Cherie Priest lives in Chattanooga, Tennessee, where she is a writer for a computer company. This is her first novel.

Table of Contents

I. Eden

"Draw me a picture of someplace you've been that you liked very much," Mrs. Patterson suggested, pronouncing each word with the firm, specific articulation peculiar to those who work with children. "It can be anyplace at all-an amusement park, a playground, a tree house or your bedroom. Maybe you went on vacation once and visited the beach. You could draw the ocean with seagulls and shells. Or maybe you went camping on the mountain. You might have gone down to the waterfall for a picnic, or up to Sunset Rock.
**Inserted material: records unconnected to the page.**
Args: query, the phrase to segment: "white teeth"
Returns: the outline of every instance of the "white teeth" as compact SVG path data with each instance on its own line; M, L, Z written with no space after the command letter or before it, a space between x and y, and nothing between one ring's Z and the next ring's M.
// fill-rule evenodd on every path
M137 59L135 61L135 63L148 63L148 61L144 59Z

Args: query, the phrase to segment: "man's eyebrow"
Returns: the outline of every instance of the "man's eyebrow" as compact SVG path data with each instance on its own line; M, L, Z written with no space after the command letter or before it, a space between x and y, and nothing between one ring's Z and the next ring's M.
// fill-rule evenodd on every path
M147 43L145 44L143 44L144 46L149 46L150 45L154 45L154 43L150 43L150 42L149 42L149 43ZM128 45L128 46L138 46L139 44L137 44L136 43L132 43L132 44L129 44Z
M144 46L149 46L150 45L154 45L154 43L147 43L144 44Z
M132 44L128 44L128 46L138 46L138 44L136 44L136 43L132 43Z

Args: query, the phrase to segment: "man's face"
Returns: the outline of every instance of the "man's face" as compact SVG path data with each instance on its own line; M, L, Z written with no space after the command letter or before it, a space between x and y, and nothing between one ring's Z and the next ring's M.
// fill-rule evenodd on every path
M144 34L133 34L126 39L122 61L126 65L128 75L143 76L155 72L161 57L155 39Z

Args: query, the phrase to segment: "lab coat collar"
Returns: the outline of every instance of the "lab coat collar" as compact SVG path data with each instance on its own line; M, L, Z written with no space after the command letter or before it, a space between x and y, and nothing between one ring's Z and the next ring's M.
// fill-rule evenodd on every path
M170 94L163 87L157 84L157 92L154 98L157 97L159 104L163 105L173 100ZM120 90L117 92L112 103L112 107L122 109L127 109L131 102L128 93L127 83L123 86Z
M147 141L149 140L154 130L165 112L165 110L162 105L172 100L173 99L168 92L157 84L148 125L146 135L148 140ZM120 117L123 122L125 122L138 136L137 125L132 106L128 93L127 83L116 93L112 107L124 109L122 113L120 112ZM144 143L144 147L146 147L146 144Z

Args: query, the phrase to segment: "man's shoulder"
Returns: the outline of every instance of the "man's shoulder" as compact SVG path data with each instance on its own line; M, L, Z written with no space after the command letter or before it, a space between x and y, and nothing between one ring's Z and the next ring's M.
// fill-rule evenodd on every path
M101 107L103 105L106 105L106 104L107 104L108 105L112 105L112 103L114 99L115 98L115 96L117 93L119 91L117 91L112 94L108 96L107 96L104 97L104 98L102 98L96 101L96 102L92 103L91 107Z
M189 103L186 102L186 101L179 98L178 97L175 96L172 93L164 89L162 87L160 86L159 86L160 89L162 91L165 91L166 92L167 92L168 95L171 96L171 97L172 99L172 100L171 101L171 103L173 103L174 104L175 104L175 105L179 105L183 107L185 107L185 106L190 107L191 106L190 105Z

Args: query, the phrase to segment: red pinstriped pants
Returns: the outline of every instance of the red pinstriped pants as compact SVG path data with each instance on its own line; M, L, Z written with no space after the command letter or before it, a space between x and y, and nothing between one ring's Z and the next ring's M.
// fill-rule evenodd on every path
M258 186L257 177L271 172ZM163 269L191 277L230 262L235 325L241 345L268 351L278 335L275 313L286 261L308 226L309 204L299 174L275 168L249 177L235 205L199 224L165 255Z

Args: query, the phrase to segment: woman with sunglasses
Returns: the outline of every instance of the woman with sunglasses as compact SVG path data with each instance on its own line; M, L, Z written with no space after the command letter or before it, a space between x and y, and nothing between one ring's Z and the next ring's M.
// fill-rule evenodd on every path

Pick a place special to you, and when you're finished, we'll put your pictures up on the bulletin board in the hallway."

I cringed, staring down at the blank sheet of coarse cream paper. Before me was a plastic tub filled with fat, fruit-scented markers, ripe for the choosing. While the other kids at my table dove into a frenzy of scribbles I stalled for time, popping the lid off each color and sniffing for inspiration.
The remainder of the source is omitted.